Thursday, March 14, 2013

VFX will not be my friend after this.

I suppose this would be considered a post that would burn bridges if I had any bridges to burn, but you aren't going to see my internet avatar turn green anytime soon.

I shall...e'splain...



A few weeks back, a 'movement' started in the visual fx industry because apparently the bosses in charge of the companies were 'under bidding' (i.e. they were offering to take in less money for the work than it would actually cost and create the fx in less time than it would actually take) in order to get the work.  VFX artists responded to the situation by picketing the Oscars and turning their online avatars a solid green, the same color used as the backdrops in live action shots that allow special effects to be inserted later.  Safe to say, they mad.  I get why, but - and here's where the bridges I'm not on get burned - I can't really say I sympathize.

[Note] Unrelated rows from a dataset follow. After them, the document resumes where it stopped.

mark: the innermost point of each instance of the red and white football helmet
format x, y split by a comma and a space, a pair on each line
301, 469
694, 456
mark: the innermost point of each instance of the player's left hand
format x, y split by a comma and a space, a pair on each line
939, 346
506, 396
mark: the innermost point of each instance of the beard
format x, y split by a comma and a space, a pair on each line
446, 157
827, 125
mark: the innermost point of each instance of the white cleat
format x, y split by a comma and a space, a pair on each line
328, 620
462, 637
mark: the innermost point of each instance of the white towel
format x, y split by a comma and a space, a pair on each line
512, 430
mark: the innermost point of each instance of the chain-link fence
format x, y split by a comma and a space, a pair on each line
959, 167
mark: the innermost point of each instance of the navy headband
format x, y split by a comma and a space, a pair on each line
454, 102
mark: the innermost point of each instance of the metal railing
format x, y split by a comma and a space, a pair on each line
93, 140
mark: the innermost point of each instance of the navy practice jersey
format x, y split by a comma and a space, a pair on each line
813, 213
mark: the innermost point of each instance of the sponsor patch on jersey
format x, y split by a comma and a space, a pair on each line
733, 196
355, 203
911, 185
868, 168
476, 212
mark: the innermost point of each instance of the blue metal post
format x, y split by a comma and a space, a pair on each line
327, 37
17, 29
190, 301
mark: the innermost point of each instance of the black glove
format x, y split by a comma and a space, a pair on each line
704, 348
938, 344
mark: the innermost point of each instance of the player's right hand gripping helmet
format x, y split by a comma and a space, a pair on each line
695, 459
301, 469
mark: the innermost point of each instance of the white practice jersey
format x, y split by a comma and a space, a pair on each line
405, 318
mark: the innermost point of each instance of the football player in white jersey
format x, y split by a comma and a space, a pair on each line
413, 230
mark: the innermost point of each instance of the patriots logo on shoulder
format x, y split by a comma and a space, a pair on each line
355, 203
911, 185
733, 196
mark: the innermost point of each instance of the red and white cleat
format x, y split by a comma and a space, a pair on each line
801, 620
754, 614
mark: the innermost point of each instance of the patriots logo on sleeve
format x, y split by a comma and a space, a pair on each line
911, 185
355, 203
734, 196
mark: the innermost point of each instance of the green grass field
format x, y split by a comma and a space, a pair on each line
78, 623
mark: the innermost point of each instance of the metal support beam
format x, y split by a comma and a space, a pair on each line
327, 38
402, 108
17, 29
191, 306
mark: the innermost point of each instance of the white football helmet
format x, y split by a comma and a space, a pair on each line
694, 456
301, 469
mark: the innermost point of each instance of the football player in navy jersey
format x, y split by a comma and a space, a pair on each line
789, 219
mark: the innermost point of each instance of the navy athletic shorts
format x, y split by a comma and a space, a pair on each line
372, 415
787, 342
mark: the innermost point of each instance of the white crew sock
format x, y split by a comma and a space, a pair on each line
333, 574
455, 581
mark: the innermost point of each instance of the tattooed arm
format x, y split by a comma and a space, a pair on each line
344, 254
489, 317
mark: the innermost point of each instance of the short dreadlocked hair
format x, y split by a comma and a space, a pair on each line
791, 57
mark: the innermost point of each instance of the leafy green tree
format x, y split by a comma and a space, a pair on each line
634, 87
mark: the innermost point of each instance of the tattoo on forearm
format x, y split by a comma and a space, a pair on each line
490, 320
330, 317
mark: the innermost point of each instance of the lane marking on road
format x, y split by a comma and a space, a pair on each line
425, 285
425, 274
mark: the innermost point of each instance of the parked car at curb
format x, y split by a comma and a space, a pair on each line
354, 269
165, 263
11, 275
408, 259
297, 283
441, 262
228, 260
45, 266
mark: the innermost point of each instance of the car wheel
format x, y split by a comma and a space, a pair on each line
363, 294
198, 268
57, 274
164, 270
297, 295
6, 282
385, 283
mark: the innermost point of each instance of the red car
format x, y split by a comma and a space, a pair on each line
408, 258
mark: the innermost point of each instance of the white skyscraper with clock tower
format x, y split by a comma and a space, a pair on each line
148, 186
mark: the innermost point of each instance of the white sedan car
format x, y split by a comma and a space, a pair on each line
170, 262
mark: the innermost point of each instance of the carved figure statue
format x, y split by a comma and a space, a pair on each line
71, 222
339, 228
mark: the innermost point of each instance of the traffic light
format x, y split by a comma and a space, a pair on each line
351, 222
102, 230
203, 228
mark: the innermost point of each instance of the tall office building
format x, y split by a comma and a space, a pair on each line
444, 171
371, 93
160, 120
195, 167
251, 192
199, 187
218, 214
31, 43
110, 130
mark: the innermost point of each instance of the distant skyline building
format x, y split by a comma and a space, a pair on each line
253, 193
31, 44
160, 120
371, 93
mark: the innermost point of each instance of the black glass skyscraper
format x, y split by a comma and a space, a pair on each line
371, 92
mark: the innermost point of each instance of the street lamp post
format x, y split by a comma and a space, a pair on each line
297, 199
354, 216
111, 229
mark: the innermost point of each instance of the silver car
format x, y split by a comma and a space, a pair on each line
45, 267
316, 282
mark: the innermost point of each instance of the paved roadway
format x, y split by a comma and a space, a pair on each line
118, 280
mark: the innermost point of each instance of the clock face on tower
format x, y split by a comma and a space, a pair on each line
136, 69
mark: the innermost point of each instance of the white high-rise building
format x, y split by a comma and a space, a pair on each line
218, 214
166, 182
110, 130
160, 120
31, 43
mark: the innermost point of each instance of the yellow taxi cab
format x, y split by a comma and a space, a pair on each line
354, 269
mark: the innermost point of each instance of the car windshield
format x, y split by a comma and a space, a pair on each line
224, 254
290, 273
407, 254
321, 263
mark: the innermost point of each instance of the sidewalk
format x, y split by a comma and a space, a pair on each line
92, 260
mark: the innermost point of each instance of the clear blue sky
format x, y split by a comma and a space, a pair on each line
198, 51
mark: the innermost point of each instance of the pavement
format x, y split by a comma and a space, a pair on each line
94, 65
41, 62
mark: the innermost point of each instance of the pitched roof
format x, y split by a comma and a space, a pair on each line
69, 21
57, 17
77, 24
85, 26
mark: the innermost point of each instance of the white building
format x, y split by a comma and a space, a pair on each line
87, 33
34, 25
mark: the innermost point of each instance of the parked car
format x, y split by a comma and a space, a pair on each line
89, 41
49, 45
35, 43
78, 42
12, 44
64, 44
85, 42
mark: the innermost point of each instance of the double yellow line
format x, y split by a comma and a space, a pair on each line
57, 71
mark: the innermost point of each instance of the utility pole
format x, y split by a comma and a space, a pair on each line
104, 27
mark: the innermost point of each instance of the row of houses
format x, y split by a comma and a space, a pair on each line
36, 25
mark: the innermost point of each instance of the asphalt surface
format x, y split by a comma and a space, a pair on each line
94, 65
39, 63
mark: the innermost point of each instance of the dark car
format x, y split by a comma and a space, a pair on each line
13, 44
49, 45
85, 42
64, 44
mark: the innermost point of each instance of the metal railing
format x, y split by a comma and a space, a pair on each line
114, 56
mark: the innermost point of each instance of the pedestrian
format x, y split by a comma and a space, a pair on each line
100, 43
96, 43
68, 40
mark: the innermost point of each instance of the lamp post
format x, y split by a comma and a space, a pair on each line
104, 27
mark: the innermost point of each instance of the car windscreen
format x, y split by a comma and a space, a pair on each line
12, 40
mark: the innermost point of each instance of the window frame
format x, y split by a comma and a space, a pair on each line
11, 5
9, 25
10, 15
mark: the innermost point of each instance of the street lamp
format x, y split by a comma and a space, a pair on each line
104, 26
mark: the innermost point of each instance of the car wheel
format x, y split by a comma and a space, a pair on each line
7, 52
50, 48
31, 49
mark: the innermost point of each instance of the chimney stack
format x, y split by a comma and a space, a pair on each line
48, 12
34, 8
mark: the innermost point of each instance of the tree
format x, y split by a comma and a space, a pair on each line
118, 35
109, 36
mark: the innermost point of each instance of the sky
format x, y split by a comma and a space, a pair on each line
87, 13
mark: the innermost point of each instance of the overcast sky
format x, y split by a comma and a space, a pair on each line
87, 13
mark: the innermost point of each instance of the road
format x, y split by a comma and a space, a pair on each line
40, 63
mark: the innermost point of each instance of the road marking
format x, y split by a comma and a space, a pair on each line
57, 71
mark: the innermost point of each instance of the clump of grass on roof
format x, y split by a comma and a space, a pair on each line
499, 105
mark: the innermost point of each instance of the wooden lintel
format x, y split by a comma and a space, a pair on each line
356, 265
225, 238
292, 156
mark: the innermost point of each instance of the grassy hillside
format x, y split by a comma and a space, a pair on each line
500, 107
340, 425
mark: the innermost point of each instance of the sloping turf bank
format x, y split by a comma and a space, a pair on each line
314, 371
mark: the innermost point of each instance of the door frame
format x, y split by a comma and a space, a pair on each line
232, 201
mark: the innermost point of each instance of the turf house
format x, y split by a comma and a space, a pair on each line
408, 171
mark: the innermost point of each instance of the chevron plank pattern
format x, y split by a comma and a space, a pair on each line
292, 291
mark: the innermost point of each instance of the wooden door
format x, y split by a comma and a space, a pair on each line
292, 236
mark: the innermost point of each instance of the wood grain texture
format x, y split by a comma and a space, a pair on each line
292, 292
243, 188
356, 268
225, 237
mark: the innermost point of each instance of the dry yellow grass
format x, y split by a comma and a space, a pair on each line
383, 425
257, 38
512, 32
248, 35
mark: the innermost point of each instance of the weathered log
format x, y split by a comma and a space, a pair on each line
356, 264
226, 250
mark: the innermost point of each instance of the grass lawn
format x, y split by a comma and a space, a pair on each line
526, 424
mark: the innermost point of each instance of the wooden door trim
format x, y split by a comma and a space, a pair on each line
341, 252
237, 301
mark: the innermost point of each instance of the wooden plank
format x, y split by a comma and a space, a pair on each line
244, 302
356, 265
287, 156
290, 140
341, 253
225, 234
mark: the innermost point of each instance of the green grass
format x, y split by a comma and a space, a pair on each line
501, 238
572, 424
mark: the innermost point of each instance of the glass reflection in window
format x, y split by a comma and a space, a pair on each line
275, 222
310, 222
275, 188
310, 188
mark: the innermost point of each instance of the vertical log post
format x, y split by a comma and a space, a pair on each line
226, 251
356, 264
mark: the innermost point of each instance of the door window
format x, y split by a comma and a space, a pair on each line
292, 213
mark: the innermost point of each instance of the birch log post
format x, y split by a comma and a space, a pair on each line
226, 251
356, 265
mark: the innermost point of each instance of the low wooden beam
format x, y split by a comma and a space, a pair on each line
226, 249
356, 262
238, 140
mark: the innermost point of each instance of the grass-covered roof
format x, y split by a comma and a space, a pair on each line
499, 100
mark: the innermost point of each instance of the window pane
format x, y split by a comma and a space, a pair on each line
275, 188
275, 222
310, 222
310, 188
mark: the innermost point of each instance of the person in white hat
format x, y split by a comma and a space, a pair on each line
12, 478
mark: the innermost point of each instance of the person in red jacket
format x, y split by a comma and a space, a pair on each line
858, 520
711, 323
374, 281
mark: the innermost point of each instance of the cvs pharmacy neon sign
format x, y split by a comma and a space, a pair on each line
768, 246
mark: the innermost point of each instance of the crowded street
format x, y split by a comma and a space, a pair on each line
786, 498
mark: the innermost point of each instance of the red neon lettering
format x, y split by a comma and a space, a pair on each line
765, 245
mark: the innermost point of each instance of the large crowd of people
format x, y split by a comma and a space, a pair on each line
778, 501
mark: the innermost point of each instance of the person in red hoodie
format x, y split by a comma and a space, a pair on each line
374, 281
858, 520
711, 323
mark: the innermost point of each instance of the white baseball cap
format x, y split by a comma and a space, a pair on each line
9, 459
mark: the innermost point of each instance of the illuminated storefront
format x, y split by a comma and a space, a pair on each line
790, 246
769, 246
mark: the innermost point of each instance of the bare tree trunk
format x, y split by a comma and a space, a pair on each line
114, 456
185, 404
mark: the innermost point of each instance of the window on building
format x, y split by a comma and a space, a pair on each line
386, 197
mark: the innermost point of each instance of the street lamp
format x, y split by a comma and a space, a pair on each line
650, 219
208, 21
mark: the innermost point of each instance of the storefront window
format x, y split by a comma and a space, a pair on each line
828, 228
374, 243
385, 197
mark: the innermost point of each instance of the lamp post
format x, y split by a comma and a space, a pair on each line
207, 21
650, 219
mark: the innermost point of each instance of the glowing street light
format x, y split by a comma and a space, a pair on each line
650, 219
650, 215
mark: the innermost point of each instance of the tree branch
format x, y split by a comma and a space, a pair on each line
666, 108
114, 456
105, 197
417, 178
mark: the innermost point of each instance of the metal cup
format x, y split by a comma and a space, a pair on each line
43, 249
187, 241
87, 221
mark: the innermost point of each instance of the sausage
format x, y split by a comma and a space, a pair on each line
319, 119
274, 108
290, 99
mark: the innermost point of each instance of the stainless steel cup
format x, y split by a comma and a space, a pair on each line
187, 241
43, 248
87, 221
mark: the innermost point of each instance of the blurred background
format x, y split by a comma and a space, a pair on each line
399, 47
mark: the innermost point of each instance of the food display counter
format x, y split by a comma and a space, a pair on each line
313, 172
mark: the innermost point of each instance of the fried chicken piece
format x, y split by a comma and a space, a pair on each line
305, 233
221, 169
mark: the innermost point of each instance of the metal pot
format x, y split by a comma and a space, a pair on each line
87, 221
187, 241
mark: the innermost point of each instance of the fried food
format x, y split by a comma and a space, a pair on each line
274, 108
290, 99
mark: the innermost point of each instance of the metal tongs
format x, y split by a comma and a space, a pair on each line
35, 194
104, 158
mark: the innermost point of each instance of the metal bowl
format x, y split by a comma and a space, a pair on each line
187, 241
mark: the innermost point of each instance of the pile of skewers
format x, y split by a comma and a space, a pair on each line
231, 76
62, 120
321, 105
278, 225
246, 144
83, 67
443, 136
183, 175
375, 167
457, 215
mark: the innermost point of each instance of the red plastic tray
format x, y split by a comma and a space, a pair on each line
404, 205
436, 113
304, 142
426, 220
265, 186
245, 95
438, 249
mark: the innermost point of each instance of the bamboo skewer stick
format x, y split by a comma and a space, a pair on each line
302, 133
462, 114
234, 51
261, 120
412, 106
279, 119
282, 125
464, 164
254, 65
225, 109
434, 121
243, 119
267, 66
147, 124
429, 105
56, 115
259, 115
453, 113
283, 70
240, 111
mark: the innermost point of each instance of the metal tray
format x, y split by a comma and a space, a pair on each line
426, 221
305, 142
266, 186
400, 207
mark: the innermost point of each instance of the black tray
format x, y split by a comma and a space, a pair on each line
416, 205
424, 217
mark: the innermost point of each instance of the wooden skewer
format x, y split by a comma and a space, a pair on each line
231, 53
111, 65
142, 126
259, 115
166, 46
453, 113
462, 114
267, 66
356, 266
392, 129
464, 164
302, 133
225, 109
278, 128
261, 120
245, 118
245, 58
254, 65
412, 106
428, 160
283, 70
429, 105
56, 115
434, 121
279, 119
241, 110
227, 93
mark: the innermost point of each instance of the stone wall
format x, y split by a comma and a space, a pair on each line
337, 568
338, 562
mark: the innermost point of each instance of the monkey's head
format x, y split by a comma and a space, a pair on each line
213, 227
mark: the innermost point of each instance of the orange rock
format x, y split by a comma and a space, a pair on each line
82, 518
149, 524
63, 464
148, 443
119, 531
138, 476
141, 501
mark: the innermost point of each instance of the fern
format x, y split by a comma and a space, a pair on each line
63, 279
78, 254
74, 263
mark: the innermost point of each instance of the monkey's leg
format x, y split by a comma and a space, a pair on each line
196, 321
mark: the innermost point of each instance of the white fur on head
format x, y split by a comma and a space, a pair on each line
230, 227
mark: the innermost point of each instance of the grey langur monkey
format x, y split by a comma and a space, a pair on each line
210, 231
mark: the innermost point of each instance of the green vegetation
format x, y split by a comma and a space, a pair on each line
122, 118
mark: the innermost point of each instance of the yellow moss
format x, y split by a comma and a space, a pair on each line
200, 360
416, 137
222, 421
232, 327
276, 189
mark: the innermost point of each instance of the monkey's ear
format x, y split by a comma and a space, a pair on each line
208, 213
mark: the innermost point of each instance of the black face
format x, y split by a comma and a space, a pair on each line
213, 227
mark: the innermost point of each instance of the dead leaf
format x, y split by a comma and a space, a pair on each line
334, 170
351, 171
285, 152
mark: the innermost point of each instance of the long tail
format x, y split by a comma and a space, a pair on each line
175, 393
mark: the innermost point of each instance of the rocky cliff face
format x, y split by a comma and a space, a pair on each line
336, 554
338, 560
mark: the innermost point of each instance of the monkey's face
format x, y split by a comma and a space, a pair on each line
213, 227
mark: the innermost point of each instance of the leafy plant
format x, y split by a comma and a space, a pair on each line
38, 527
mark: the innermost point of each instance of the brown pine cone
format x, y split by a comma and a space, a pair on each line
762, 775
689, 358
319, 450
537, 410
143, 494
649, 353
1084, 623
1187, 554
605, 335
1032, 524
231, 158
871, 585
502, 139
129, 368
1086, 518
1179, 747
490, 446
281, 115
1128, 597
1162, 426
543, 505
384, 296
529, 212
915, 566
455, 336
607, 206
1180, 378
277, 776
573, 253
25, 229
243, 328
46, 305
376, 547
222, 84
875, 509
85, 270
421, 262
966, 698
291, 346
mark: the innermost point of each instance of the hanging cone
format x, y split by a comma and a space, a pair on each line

First off, this is a story with only one ending.  See, the VFX companies aren't just competing with each other for these bids, they're also competing with overseas VFX companies or branches in places like China and India who are offering to do the same jobs at significantly lower costs that US companies simply cannot compete with.  This isn't a new problem, and it always has the same ending because if you're not willing to work for less, you're not going to get the job and US employees are not willing to work for less.

On a surface level, this seems like a pretty simple equation.  If someone else is willing to do the same job for less, they'll get the job and if you aren't, then you should look elsewhere or get over it.  The qualifier here is that for as long as visual media has existed, (i.e. film) the US - specifically Hollywood - was the only game in town.  A hundred some odd years of one place being able to set whatever price it wanted for media-related products because there was literally no where else to get it.  That's a lifetime's worth of entitlement to build up only to have it all swept away in decade or so because the internet and computers in general have made the scarcity that created said entitlement completely irrelevant.  Everyone with a computer and an internet connection has immediate access to steal, learn and create content from the exact same software of industry professionals.  Everyone.

Well said Gary.

Try and picture someone who grew up on this industry before the internet revolution made their tools/education/skills so readily available.  Remember scarcity is value, and value determines how you live.  Having to be forced to completely alter that value of what you have spent your life pursuing can definitely induce a dramatic reaction.  So when I say I don't sympathize, that doesn't mean I don't understand, but like my mom was always telling me when I bitched at her about things I thought were unfair: tough shit.

The VFX industry, hell any entertainment-based profession, is relatively useless.  Entertainment has always been a luxury, not a necessity.  I can be emotionally stimulated by said industry and this may indirectly lead to acts that are beneficial to mankind, but when the chips are down, value is always prioritized first by what I need, not what I want.  There is more value in asking customers if they want fries with that, because I will die if I don't eat food.  I will not die if I don't watch movies or good special fx.

I see this situation coming from artists in this industry time and again.  Animators got up in arms back in the day because hand drawn was being outsourced, but we simply would not have tv animation today if it wasn't all done in Korea.  They didn't like it, it happened anyway.   It's the same deal here.  VFX artists can't stop the world from turning and I can't help but tell them to learn to deal, because the world doesn't care about their bitching.  That's life.